Die Spur halten. Scheibenwischer zucken über die Fahrbahn, verschwommen wird klar, verschwommen wird klar, links schießen die Autos vorbei und Roman soll die Spur halten. Erst hier ist ihm aufgefallen: links sitzen und mittig fahren bedeutet, dass mittig fahren so aussieht, als wäre man halb auf der nächsten Fahrbahn. Sven mal wieder keine Hilfe, stattdessen am Predigen: „Probleme entstehen, wenn wir einen Unterschied wahrnehmen zwischen dem, was ist und dem, wie wir‘s haben wollen.“
Der rechte Seitenspiegel ist seine Rettung. Er zeigt, ob der Hinterreifen mit dem Seitenstreifen auf Linie ist. Er zeigt nichts vom restlichen Wahnsinn. Sven hebt weiter ab, irgendwas vom Ursprung alles menschlichen Leids und einem Fallen stellenden Ego und: „So. Wenn du nicht aufhörst, hier rumzuschlingern, muss ich dir ins Lenkrad greifen. Spur halten jetzt.“
„Okay.“
„Und wieso schaust du so in den Seitenspiegel?“
„Weiß nicht.
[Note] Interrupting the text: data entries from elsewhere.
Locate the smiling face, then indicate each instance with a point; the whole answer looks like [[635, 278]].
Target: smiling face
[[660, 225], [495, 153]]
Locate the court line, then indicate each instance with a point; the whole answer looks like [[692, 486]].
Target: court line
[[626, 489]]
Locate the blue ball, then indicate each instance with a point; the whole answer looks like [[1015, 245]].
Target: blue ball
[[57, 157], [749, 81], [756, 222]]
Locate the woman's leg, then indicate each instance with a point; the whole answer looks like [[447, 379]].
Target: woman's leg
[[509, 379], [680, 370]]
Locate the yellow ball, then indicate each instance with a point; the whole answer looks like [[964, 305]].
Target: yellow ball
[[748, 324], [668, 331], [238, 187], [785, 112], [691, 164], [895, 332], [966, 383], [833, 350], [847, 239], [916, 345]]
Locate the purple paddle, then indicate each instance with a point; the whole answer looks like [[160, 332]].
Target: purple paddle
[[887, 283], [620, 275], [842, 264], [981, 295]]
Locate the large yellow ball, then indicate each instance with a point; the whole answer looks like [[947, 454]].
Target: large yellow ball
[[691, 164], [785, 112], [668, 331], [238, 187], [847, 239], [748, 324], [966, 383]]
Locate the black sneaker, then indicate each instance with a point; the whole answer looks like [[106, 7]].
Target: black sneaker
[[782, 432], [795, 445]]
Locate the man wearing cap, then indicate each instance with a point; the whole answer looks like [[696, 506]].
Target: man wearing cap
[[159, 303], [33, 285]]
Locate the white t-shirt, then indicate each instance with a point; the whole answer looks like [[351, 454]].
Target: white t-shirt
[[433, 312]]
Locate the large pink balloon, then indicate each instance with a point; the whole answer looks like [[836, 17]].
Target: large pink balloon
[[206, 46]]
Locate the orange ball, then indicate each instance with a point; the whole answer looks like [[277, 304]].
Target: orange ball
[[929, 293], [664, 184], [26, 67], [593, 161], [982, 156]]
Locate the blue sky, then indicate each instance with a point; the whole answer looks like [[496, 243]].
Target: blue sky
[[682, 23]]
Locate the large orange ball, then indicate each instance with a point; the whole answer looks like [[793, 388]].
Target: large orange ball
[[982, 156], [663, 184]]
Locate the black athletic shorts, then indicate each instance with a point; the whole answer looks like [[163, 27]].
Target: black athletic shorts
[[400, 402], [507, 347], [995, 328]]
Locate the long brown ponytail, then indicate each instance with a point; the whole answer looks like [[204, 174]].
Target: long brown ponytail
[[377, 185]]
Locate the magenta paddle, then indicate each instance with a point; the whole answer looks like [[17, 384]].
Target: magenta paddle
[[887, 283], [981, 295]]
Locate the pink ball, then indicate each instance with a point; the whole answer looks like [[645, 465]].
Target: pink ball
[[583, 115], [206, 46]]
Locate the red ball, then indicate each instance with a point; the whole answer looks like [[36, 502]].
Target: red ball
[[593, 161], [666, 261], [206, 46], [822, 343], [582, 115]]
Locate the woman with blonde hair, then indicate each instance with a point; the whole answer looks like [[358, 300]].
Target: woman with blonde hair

Muss ich da nicht reinschauen?“
„Es gibt keinen Grund, wieso du gerade in den Seitenspiegel schauen solltest, vor allem nicht in den rechten. Da gibt’s absolut nichts Relevantes für dich zu sehen.“
„Okay, ja, stimmt.“
„Nervös?“
„Ja.“
„Pause?“
„Ja.“
Die Panoramaraststätte Albblick bietet denselben Ausblick wie alle Raststätten hier. Hinten platte Waldhügel, vorn das Gesprenkel aus Dörfern, Höfen und Kleinstädten. Roman fragt sich, ob er hier schon mal gewesen ist. Ob die Raststätte näher an Balingen oder Rottweil oder Schramberg oder Villingen ist. Nordöstlich oder südwestlich von zu Hause. Auf der A1, A8 oder A3. Ob es ein Problem ist, auf diese Fragen keine Antwort zu wissen oder ein Zeichen gesunder Informationsselektion. Informationsselektion, dass ihm das einfällt, ziemlich gut.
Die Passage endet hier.